Thursday, April 4, 2013

Milestone Reflection or Midlife Crisis?

I turned 50 a little over a month ago and at the time I must have been too busy to really ruminate on it until NOW.  The past week has found me contemplating my life and the fact that, statistically speaking, more of it is behind me than in front of me.  

There is a line in an Indigo Girls song that says:  "Every five years or so I look back on my life, And I have a good laugh".  The last 5 years for me has brought several changes - most of them major, including selling our house and picking up and moving to Vashon Island but the biggest one of all was the fact that I returned to a faith in God/Christ that I had attempted to abandon almost two decades earlier.  
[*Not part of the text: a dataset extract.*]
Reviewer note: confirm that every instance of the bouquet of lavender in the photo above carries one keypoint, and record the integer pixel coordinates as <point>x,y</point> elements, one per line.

Music and reading are two of my favorite pastimes and I find that God speaks to me through lyrics and the written word.  My return to faith was brought on by attending a performance of the Indigo Girls and the lyrics of the Amy Ray song - Let It Ring.  "I'm gonna let it ring to Jesus cause I know He loves me too and I get down on my knees and I pray the same as you".  In that instant a peace washed over me and I had an Apostle Paul conversion so to speak.  I realized that God had been there all along and as much as I tried to convince myself of His un-existence, I just couldn't.  I am reading a great book right now penned by a Christian journalist who happens to be Gay titled: Does Jesus Really Love Me? and the following line struck me.  "I doubt. A lot" And yet I can't not believe in God". 

So all of this leads up to the point of this entry which is to say that I am feeling a bit unsettled with this big milestone birthday but not quite sure why I am feeling this way.  My prayers this week have been a lot of just listening- trying to feel God's presence and to figure out what I am missing that is making me feel so lost.  One realization I had is that, even though I have a wonderful church, I am needing a friend (on island) that I can hang out with and talk about issues regarding faith and my walk with Christ.  I have good friends off island that I can share with but finding a person of faith close to my own age on island is challenging and may be impossible.  I have reached out to someone who attends my church and with whom I have a lot in common but church attendance on Vashon does not always equate with belief.  However I remain optomistic and believe that God's hand is in all of this and that if I am faithful and follow He will surely lead.   

So in this time of what appears to be some sort of mid-life crisis for me, I ask for your prayers of peace and understanding.  And don't worry I am not going out and buying a convertible but I have been thinking about a motorcycle.